Researchers in the School of Electrical Engineering and Computer Science are working to develop new knowledge in the areas of control, communications, and signal processing. These areas form a theoretical foundation with diverse applications in fields such as aerospace, robotics, power engineering, wireless communications, radar, sonar, sensor networks, and data storage systems.
- Non-linear control focuses on the controllability and stability of systems with non-linear components. An example is airplane wing flaps, which have a linear response until they reach their maximum deployed angle, at which point their response saturates.
- Control and design of large-scale dynamical networks focuses on identifying and solving control problems in modern networks so as to permit cooperation among network components. Applications include air traffic flow management, epidemiology, sleep regulation, sensor and vehicle networking, and electric power system analysis.

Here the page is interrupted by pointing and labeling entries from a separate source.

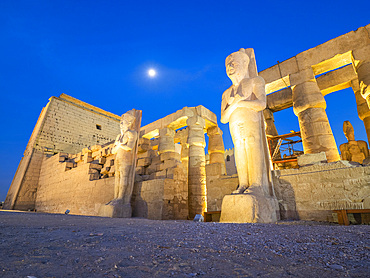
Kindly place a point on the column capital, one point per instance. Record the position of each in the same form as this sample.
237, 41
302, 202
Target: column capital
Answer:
302, 76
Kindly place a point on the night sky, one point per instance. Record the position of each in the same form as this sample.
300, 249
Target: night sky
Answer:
100, 52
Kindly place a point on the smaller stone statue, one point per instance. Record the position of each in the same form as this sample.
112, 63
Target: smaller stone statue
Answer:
353, 150
125, 149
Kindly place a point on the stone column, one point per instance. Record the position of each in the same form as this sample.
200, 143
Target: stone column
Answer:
362, 107
309, 106
196, 170
271, 130
363, 73
216, 147
166, 140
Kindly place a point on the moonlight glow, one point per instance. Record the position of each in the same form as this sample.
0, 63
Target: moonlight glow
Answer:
152, 72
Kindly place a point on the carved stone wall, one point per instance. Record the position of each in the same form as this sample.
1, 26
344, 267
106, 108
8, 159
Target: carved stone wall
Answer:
312, 192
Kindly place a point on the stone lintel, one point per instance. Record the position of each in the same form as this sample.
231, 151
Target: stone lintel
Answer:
178, 120
328, 83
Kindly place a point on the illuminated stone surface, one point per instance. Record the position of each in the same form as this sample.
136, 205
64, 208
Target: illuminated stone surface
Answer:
353, 150
242, 106
125, 148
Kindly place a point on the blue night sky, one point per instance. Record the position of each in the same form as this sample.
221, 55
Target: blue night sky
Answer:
100, 51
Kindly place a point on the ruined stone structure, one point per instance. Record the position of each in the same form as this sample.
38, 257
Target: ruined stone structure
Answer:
64, 125
302, 82
242, 107
69, 164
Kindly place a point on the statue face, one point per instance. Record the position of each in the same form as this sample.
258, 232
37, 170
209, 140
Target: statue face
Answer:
348, 131
237, 66
125, 124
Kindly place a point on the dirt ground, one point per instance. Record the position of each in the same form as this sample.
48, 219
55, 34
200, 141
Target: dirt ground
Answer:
54, 245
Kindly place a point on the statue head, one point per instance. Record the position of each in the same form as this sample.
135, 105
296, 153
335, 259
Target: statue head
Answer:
348, 131
240, 65
127, 121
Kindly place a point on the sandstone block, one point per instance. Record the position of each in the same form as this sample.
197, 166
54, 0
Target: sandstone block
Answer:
105, 171
140, 170
87, 157
312, 158
95, 166
95, 148
102, 160
170, 155
94, 176
93, 171
79, 157
144, 161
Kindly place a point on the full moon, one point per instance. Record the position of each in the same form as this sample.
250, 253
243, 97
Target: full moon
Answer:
152, 72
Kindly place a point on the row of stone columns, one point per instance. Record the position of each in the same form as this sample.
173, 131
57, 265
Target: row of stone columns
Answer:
309, 106
193, 154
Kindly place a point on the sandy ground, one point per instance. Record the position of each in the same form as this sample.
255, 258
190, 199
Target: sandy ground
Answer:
52, 245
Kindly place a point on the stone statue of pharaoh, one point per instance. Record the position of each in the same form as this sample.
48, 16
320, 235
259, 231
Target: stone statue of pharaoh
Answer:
353, 150
242, 107
123, 148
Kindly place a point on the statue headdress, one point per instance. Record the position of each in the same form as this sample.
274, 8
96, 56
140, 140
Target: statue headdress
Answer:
252, 66
129, 116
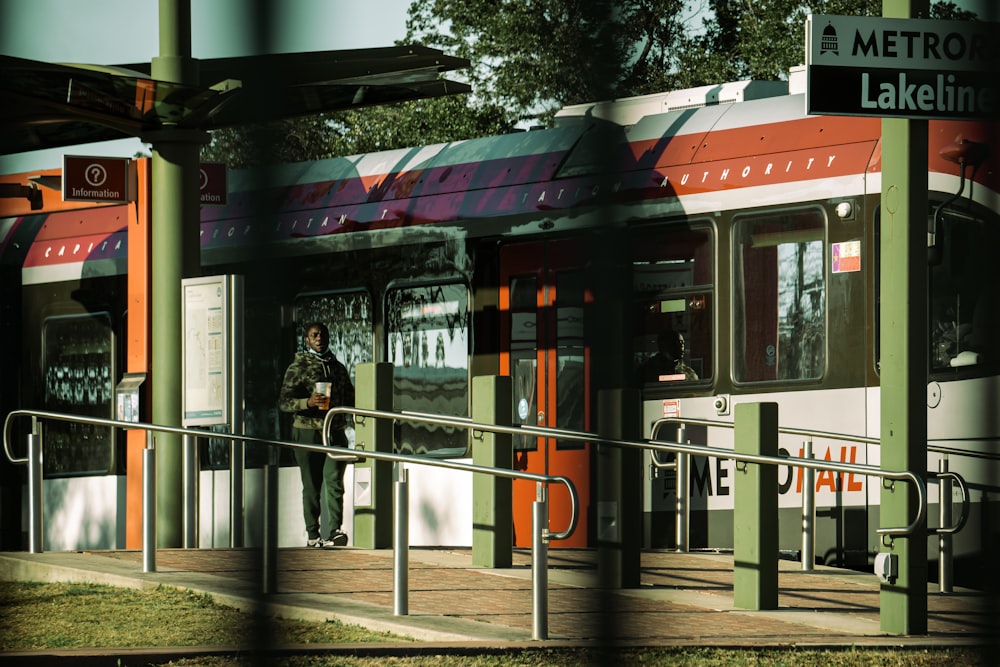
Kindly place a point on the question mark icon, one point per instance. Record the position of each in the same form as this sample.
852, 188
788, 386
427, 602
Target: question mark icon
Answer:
96, 174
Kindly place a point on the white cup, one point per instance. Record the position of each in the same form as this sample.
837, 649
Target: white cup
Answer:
324, 388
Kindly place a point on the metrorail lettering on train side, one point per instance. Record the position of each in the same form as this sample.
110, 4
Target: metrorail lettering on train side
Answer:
708, 479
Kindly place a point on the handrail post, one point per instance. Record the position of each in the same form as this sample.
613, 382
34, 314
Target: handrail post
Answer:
492, 510
190, 457
401, 544
269, 565
945, 568
755, 516
682, 495
36, 543
808, 511
540, 564
149, 505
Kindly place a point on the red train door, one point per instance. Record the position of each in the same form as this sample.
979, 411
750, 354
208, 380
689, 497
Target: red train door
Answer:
544, 304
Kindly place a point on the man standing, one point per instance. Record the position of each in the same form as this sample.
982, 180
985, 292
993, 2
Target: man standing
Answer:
300, 396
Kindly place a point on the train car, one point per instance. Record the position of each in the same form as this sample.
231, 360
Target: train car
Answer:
722, 224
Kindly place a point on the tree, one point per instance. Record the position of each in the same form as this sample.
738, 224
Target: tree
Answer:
356, 131
532, 57
535, 56
762, 40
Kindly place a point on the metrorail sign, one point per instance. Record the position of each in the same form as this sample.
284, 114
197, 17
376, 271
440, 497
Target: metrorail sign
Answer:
904, 68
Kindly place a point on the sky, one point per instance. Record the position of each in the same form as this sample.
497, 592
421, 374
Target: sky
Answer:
115, 32
112, 32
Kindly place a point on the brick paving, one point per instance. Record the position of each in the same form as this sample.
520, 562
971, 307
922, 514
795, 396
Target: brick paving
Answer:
682, 598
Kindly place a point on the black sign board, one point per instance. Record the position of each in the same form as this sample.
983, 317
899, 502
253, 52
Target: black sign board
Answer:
906, 68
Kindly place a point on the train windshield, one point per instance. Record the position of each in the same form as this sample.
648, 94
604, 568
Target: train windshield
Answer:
779, 296
964, 279
672, 276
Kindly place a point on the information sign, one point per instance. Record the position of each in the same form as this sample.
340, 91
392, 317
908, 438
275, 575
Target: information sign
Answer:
205, 350
101, 179
212, 183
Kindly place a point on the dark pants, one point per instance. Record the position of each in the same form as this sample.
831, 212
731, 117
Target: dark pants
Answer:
320, 472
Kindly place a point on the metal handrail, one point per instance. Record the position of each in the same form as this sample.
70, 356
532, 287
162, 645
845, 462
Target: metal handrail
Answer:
814, 464
540, 511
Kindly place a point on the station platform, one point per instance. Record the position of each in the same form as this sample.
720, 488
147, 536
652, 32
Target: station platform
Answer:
685, 599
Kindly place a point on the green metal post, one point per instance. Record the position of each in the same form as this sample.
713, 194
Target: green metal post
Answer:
755, 517
373, 479
903, 362
175, 255
492, 497
619, 490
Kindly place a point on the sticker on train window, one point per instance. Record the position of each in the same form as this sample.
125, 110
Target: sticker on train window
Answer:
846, 256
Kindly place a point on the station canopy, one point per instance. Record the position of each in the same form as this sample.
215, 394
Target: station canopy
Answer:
49, 105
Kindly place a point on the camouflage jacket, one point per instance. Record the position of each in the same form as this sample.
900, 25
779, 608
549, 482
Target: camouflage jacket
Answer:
299, 384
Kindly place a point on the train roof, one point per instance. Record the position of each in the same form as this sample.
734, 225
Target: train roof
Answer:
746, 145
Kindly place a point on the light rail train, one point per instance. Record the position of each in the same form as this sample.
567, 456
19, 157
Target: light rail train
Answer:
557, 257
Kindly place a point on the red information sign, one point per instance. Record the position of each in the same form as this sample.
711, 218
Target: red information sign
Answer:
212, 183
103, 179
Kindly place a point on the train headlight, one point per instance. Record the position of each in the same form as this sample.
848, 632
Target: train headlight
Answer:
845, 210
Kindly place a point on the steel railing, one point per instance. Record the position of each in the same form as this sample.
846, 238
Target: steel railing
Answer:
809, 466
540, 537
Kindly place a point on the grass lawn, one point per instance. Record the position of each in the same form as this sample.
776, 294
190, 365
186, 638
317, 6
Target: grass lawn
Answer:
66, 616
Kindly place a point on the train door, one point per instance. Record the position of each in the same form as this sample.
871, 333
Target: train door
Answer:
544, 300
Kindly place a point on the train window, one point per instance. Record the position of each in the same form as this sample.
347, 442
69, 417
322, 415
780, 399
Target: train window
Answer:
523, 360
964, 302
78, 365
672, 297
571, 389
428, 343
779, 297
349, 318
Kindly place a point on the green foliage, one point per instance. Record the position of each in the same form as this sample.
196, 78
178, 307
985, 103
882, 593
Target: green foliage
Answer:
534, 57
531, 57
58, 615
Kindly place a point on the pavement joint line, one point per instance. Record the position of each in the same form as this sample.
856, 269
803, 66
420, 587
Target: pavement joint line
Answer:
710, 575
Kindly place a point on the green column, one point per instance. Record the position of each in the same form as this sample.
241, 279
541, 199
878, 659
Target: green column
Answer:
175, 255
755, 516
619, 490
492, 497
903, 362
373, 479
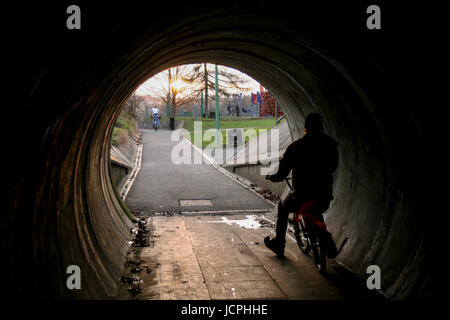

- Underwater acoustic communications focuses on joint design of channel estimation, modulation, and error control coding to achieve fast data rates on the shallow water acoustic communication channel. Applications include underwater sensor networks and near shore surveillance.
- Signal processing for two dimensional optical and magnetic recording focuses on design of combined channel equalization and error control coding schemes to enable the next generation of data storage devices to achieve much higher storage densities.
Research is supported by the National Science Foundation, the National Aeronautics and Space Administration, the National Institutes of Health, the Office of Naval Research, and the Washington Technology Center.